Update 12:16 Hexagon is restarted and back online now.
Dear shared filesystem users :
Today around 16:00, /shared filesystem mounted itself read-only automatically due to a bug in the version of the Lustre filesystem we are running.
This made whole /shared filesystem read-only.
We had to unmount /shared filesystem and eliminated error to avoid the bug.
We apologize for any inconvenience and appreciate your understanding.
Update 2018-12-03 12:36
- Hexagon is up now.
- Interconnect errors are cleared now and /work file system is up and functional again.
- Unfortunately the previously submitted jobs had to be canceled. Please resubmit your jobs.
Dear Hexagon User,
We must reboot Hexagon due to repeated errors on the interconnect.
Will update this case when Hexagon is up and functional again.

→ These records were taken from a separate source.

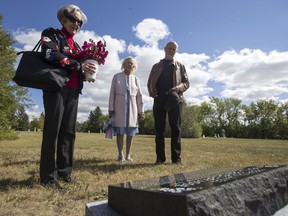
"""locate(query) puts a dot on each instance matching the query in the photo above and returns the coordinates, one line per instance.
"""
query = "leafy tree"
(147, 125)
(95, 122)
(191, 127)
(35, 124)
(22, 119)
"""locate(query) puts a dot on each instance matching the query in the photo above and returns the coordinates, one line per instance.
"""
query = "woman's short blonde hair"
(70, 9)
(135, 66)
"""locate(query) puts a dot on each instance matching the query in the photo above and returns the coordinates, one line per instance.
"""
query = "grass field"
(96, 167)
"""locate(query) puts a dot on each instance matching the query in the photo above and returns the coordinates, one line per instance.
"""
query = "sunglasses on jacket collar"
(73, 19)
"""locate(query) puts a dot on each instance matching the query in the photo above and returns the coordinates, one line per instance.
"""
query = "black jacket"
(55, 48)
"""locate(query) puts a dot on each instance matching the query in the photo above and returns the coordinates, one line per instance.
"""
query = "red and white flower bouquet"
(95, 53)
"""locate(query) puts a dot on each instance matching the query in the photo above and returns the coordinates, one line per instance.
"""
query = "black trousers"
(174, 118)
(58, 134)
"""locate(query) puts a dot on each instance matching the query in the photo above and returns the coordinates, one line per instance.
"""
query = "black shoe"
(68, 180)
(53, 184)
(159, 162)
(178, 163)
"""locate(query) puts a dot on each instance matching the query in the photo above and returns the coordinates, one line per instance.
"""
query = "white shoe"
(121, 160)
(129, 159)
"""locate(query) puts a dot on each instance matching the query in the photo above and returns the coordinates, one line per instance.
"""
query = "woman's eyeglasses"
(73, 19)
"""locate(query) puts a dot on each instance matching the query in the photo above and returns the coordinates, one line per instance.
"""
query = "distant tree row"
(261, 119)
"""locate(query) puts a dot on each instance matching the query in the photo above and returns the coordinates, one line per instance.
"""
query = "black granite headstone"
(253, 191)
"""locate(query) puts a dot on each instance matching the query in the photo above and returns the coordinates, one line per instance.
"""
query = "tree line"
(266, 119)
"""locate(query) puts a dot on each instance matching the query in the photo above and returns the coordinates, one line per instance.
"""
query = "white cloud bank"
(246, 74)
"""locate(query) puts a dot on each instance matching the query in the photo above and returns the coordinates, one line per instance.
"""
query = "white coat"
(117, 100)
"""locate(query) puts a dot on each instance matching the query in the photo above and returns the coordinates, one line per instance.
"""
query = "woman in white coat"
(126, 106)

/work filesystem on hexagon is crashed due to failed MDS server, we are working on it.
Update 12_11 21:30:
Migration is over, we manage to take up Lustre filesystem with new MDS server. /shared and /work filesystem is mounted on cyclone.hpc.uib.no and grunch.hpc.uib.no. Hexagon is up and running again. Samba and NFS exports are also running on Leo.hpc.uib.no.
Update 12_11 15:00 :
Migration is still ongoing, we will keep you posted.
Update 02_11 09:30 :
Due to the delayed delivery of physical parts, we have to postpone our downtime to 12th November. Corresponding node reservation on the hexagon is also postponed to 12th November.
Thank you for your consideration!
Dear HPC User,
The metadata server for the /shared file system has to be replaced/upgraded and therefore it must be unmounted from all the clients.
This will result in scheduled downtime for Hexagon, Grunch and Cyclone machines. We start at 08:00 AM on the 5th of November and expect to be ready by the end of the working day.
Thank you for your consideration!
One of the fileserver for /work on hexagon crashed. we are working on the issue.
Hexagon will have planned maintenance on 15th August from 08:00.
Currently /work filesystem is running on reduced performance due to broken storage controller.
During the maintenance, we will replace the broken storage controller for the storage system where /work filesystem resides. Due to the high risk of data loss, we urge all /work filesystem users to backup their important, not reproducible data.
Please keep it in mind that work is not in backedup and work is scratch filesystem.
After the maintenance we expect /work filesystem will be back on full performance.
We appreciate your understanding.
Update 15.08.2018 11:00
Hexagon maintenance is over, we have successfully replaced the broken, controller. Work file-system is back to it's expected performance.